登録区分 | 文化遺産 |
登録基準 | (3), (6) |
登録年 | 2015年 |
ヨルダン西部に位置するヨルダン川沿いにあるベタニア(アル=マグタス)は、かつてイエス・キリストが洗礼者ヨハネによって洗礼を受けたと信じられる場所。ここはヤバル・アル・エリアス(預言者エリヤの丘)と聖ヨハネの教会地区に分かれていて、教会や修道院跡などローマやビザンツ時代の遺構が残り、今でもキリスト教徒の巡礼地となっています。
ここでは洗礼の地「ヨルダン川の向こう側、ベタニア」(アル=マグタス)がなぜ世界遺産なのか、世界遺産マニアが分かりやすく解説。これを読めば、ベタニアについて詳しくなること間違いなし!
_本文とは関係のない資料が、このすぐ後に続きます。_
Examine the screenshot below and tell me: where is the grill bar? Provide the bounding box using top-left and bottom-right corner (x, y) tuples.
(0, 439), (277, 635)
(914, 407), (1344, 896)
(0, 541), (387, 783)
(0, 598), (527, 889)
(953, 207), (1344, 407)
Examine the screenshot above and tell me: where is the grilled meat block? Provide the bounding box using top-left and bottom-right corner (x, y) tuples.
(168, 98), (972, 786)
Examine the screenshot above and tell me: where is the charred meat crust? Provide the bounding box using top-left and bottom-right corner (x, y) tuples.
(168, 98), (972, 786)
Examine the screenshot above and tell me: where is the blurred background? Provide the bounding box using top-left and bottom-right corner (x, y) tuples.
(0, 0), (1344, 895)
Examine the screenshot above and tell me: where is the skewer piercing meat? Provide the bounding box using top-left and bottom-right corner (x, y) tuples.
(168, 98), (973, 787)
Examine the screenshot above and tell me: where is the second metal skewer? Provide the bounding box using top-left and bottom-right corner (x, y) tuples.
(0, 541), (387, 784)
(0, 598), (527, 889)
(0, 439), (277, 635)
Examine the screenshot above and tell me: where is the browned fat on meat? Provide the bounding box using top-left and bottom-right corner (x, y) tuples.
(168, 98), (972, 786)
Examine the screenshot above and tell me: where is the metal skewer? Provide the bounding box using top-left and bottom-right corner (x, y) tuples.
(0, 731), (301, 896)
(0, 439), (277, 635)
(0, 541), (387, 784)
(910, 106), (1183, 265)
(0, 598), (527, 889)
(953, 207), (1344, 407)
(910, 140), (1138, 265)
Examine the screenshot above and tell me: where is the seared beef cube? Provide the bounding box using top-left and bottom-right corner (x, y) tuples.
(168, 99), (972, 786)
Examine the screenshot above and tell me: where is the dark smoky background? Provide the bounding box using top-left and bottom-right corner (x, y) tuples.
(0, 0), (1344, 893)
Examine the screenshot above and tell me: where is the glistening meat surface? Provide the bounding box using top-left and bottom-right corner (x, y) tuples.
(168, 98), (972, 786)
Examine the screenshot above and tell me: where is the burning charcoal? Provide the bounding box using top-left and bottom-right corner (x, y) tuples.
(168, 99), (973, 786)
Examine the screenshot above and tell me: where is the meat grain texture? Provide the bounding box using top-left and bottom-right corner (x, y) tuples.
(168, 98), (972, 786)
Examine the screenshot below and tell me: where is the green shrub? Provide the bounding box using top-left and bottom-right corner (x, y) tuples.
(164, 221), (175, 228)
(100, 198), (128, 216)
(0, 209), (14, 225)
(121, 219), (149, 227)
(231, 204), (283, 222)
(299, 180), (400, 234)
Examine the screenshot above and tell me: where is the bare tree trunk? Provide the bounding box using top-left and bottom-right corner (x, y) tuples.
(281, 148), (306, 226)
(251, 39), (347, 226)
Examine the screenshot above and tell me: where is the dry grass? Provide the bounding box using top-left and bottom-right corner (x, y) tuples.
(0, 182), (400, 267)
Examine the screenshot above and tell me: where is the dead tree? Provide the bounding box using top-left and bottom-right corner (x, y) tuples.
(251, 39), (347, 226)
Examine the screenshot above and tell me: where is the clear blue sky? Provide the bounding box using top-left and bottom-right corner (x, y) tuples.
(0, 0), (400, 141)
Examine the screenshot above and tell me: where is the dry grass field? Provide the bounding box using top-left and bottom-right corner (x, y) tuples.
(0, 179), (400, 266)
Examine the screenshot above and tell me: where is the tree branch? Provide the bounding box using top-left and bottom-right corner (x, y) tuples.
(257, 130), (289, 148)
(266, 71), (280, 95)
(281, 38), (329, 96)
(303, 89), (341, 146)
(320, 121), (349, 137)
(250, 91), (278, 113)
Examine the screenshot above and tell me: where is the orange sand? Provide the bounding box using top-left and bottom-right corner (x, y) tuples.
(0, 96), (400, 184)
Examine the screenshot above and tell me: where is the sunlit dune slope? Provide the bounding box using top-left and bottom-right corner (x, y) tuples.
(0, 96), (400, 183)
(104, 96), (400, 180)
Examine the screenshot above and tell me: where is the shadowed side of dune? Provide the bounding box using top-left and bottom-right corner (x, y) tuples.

洗礼の地「ヨルダン川の向こう側、ベタニア」(アル=マグタス)とは?
イスラエルとの国境ともなっているヨルダン川。死海の北岸から北へヨルダン川沿いに約9km進んだ位置にあるベタニア(アル=マグタス)は、新約聖書に言及される「ヨルダン川の向こう側、ベタニア」として、イエス・キリストが洗礼者ヨハネによって洗礼を受けた場所と信じられてきました。ここは旧約聖書に登場する預言者エリヤが天に上がったとされる丘「ヤバル・アル・エリアス」と、ヨルダン川沿いにある聖堂や洗礼が行われた池、巡礼者や隠者の住居の遺構が残る「聖ヨハネの教会地区」の2つで構成されています。
ここはローマ帝国以前から集落があったと考えられていますが、考古学的には遅くとも4世紀ころからキリスト教関連の施設の建設が始まったとされます。その後、ビザンツ帝国(東ローマ帝国)によってヨルダン川東岸に洗礼者ヨハネにまつわる聖堂が建造。ここは洗礼が行われていた水場や、ヤバル・アル・エリアスの麓に存在した修道院、巡礼者・隠者が利用した洞窟など、かつての巡礼地だったことを示す痕跡が残っています。しかし、7世紀には破壊され、その後何回か再建されるも15世紀には廃墟に。20世紀に発掘が行われ、2002年には遺跡として公開されました。
洗礼の地「ヨルダン川の向こう側、ベタニア」(アル=マグタス)はどんな理由で世界遺産に登録されているの?
ベタニアが評価されたのが、以下の点。
登録基準(iii)
「ヨルダン川の向こう側、ベタニア」は、キリスト教において重要な洗礼の伝統を示す地で、この地は4世紀以降から洗礼が行われていたことを考古学的に証明しているという点。
登録基準(vi)
「ヨルダン川の向こう側、ベタニア」は、キリスト教における洗礼の伝統と関連していて、さまざまな宗派にとって長期に渡って巡礼が行われた地であり、現在もこの地で洗礼が行われているということ。
世界遺産マニアの結論と感想
新約聖書に言及された「ヨルダン川の向こう側、ベタニア」は、実際に4世紀からこの地で巡礼者たちによって洗礼が行われ続け、途中で放棄されたものの、洗礼遺跡として現在も残り続け、今でも巡礼者たちの洗礼が行われています。そして、これはキリスト教における「洗礼」という伝統のルーツを示す場所でもあるという点で評価。
ちなみにですが、世界遺産として登録されているベタニアはヨルダン川東側に位置しますが、6世紀以降は現在のイスラエル側にあるヨルダン川西岸に移動していて、現代は「カスル・エル・ヤフド」として有名な場所。こちらもアル=マグタスとして有名ですが、国境を越えているので世界遺産ではありません。
※こちらの内容は、世界遺産マニアの調査によって導き出した考察です。データに関しては媒体によって解釈が異なるので、その点はご了承下さい。